Currently viewing a development environment

Can AI help diagnose depression? It's a long shot

At the moment, machine intelligence is just as subjective as human intelligence

Alejandra Canales

Neuroscience and Biochemistry

University of Wisconsin - Madison

Despite being one of the most common mental disorders, depression is still not well-understood in both research and clinical practice settings. Not all patients present with the same symptoms, which can make it a difficult illness to diagnose. While scientists are hopeful that artificial intelligence can make some order out of the jumble of subjective criteria used to diagnose and treat depression, to date, computational studies still have limitations that have held up the application of machine learning methods in the clinic.

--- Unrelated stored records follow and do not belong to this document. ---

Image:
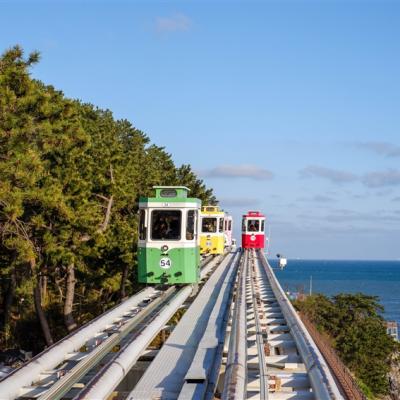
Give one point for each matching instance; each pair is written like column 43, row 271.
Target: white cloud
column 390, row 177
column 382, row 148
column 239, row 202
column 333, row 175
column 238, row 171
column 174, row 23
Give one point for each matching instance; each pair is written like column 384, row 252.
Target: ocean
column 329, row 277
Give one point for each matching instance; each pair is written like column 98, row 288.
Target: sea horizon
column 379, row 278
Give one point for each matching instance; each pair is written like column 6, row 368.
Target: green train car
column 169, row 240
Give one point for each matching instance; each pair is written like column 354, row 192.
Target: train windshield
column 166, row 225
column 190, row 225
column 253, row 225
column 209, row 225
column 221, row 224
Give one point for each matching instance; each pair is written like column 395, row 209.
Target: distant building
column 391, row 329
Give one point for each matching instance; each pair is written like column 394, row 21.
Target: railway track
column 66, row 368
column 239, row 338
column 270, row 355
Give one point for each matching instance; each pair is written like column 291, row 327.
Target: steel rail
column 103, row 384
column 259, row 333
column 63, row 385
column 108, row 378
column 322, row 381
column 236, row 365
column 201, row 377
column 116, row 322
column 11, row 385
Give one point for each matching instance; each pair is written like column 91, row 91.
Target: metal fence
column 341, row 372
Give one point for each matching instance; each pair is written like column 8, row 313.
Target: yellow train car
column 212, row 237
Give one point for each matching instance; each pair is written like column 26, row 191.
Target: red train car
column 253, row 230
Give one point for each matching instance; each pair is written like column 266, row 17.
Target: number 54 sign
column 165, row 263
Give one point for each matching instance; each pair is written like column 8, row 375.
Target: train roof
column 211, row 210
column 173, row 194
column 254, row 214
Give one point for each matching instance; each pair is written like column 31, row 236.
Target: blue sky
column 291, row 107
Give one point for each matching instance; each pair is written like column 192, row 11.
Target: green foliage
column 358, row 333
column 70, row 179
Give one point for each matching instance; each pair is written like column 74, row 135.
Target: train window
column 166, row 225
column 209, row 225
column 253, row 225
column 142, row 227
column 190, row 225
column 168, row 193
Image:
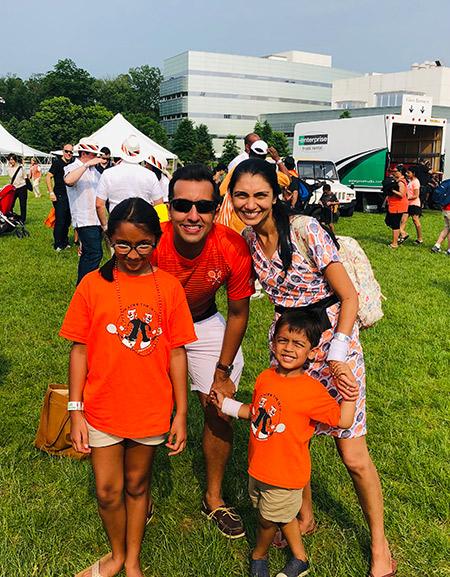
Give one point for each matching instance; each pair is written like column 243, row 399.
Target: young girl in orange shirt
column 128, row 323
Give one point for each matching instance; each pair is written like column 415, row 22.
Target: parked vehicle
column 316, row 173
column 364, row 148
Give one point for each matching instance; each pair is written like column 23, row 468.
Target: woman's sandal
column 95, row 568
column 392, row 573
column 150, row 513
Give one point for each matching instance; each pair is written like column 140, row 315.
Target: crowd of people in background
column 152, row 307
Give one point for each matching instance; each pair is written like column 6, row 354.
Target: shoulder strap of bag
column 15, row 174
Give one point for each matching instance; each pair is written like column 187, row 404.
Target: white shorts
column 203, row 355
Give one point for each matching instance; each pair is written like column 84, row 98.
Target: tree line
column 68, row 103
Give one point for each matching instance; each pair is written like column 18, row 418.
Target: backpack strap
column 16, row 173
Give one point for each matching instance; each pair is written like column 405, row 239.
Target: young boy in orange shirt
column 285, row 405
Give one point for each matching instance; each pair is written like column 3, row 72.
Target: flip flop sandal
column 95, row 568
column 392, row 573
column 151, row 513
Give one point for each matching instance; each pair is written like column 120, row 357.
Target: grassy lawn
column 48, row 520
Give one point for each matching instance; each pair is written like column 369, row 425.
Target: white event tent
column 9, row 144
column 118, row 129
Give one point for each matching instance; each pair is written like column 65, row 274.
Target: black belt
column 319, row 307
column 210, row 311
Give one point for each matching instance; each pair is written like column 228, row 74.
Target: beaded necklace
column 156, row 332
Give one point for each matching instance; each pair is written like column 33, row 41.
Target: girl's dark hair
column 281, row 213
column 307, row 321
column 136, row 211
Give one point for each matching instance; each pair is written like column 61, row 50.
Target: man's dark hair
column 193, row 172
column 297, row 321
column 289, row 162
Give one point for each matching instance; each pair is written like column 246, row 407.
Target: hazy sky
column 109, row 36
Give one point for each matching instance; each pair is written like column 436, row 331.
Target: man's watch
column 227, row 369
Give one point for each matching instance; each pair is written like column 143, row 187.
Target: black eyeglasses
column 142, row 248
column 185, row 205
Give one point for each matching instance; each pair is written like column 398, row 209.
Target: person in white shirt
column 126, row 179
column 82, row 178
column 248, row 141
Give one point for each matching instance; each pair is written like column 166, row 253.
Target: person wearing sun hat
column 158, row 166
column 126, row 179
column 82, row 178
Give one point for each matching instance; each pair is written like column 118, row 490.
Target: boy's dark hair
column 221, row 166
column 136, row 211
column 196, row 172
column 296, row 320
column 289, row 162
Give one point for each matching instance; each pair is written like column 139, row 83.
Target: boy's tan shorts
column 98, row 439
column 275, row 504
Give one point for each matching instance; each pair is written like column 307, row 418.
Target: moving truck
column 364, row 148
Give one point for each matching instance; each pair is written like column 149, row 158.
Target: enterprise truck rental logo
column 313, row 140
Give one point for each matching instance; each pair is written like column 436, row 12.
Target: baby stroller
column 9, row 221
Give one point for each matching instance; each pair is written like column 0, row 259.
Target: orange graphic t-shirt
column 283, row 415
column 130, row 326
column 225, row 259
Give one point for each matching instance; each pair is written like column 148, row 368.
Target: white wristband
column 338, row 351
column 231, row 407
column 75, row 406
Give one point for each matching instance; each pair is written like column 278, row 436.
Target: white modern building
column 381, row 90
column 228, row 92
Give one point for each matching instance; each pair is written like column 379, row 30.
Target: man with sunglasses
column 205, row 256
column 58, row 195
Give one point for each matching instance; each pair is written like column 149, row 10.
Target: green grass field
column 48, row 520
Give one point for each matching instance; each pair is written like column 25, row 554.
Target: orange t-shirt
column 284, row 411
column 129, row 326
column 397, row 204
column 225, row 259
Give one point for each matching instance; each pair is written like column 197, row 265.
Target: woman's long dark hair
column 281, row 213
column 136, row 211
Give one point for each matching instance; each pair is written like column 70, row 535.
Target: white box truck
column 364, row 148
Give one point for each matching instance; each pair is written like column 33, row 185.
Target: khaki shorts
column 100, row 439
column 275, row 504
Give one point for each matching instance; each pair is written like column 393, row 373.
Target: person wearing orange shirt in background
column 129, row 322
column 285, row 406
column 35, row 177
column 414, row 208
column 204, row 256
column 397, row 205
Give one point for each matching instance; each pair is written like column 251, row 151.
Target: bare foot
column 109, row 567
column 133, row 570
column 307, row 526
column 381, row 561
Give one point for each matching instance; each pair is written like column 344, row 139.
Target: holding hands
column 344, row 380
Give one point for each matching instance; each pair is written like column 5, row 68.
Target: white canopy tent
column 118, row 129
column 11, row 145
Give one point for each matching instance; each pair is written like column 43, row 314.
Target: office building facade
column 228, row 92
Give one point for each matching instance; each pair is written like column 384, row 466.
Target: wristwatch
column 75, row 406
column 342, row 337
column 227, row 369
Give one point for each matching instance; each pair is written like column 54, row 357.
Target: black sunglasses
column 185, row 205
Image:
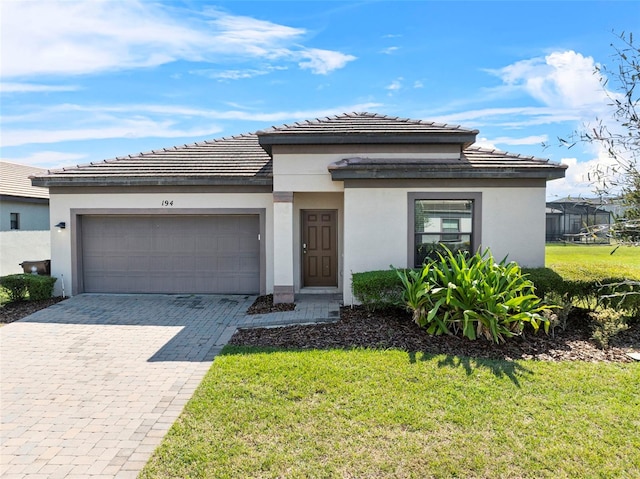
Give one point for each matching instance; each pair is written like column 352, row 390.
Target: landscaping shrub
column 545, row 280
column 606, row 323
column 377, row 289
column 15, row 286
column 621, row 295
column 19, row 286
column 40, row 287
column 474, row 295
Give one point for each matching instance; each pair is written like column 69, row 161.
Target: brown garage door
column 171, row 254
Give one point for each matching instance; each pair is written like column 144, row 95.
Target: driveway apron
column 89, row 386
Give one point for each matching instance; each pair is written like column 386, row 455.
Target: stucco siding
column 63, row 242
column 376, row 226
column 33, row 216
column 19, row 246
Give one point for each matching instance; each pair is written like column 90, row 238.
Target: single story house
column 293, row 208
column 24, row 217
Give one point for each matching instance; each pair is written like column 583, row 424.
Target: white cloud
column 395, row 85
column 49, row 159
column 9, row 87
column 126, row 128
column 389, row 50
column 527, row 140
column 323, row 61
column 147, row 121
column 41, row 37
column 579, row 180
column 563, row 80
column 512, row 117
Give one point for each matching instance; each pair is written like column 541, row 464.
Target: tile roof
column 236, row 160
column 245, row 159
column 475, row 162
column 363, row 128
column 14, row 181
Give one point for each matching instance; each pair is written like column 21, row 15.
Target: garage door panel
column 171, row 254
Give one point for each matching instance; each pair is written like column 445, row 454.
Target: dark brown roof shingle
column 235, row 160
column 475, row 162
column 365, row 128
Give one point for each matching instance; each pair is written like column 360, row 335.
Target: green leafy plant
column 40, row 287
column 621, row 295
column 21, row 286
column 474, row 295
column 377, row 289
column 606, row 323
column 15, row 285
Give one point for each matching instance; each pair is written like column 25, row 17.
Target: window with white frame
column 447, row 219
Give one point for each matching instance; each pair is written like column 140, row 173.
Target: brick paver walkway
column 89, row 386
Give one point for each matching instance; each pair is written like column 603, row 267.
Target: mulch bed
column 264, row 304
column 359, row 328
column 11, row 312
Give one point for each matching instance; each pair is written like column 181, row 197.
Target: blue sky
column 86, row 81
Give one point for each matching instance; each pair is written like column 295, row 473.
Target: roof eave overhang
column 267, row 140
column 400, row 173
column 55, row 181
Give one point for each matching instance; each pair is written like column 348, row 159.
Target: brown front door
column 319, row 248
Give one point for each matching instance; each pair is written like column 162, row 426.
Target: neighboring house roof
column 246, row 159
column 15, row 182
column 364, row 128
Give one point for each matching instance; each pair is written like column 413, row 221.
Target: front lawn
column 389, row 413
column 594, row 262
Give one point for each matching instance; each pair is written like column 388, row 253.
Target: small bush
column 377, row 289
column 545, row 280
column 474, row 295
column 606, row 323
column 40, row 287
column 21, row 286
column 15, row 285
column 621, row 295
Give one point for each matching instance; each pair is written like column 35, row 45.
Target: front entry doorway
column 320, row 248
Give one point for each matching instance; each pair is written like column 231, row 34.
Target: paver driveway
column 89, row 386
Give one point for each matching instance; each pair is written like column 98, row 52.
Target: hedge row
column 383, row 289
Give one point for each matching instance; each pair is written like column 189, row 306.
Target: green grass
column 593, row 262
column 371, row 413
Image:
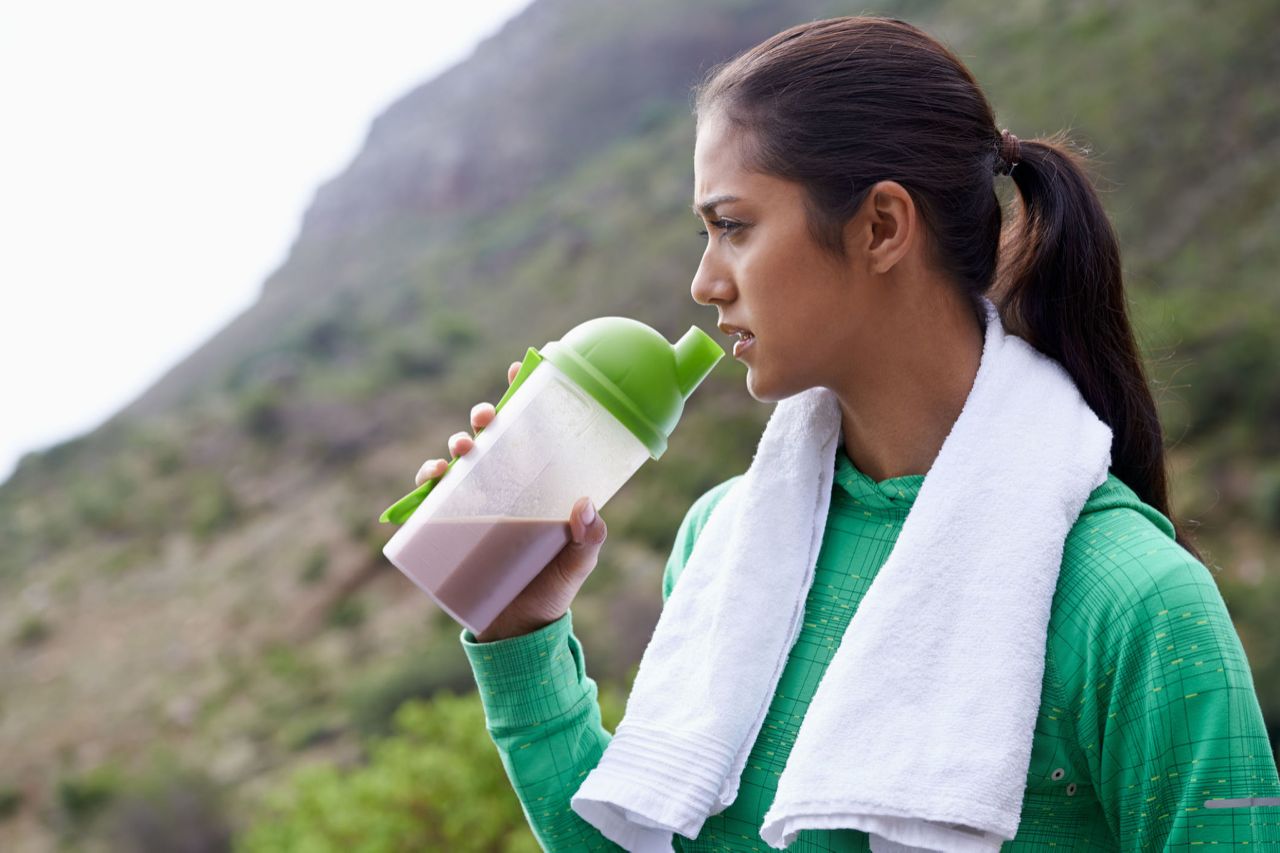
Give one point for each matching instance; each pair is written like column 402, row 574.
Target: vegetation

"Diagnostic heterogeneity," meaning the broad, non-specific symptoms patients present, has been a long-standing criticism of the American Psychiatric Association's diagnostic tool, the DSM-V, as well as the various scales used to measure depression severity. For example, the DSM-V allows for a high degree of symptom overlap across multiple disorders, which means that a certain combination of symptoms could be diagnosed as two different disorders, a situation clinicians call comorbidity. However, two individuals could also share the same diagnosis with little – if any – symptom overlap. This raises concerns about the validity of saying they have the same condition, especially since finding the right treatment for an individual with depression is done on a trial-and-error basis that can take months.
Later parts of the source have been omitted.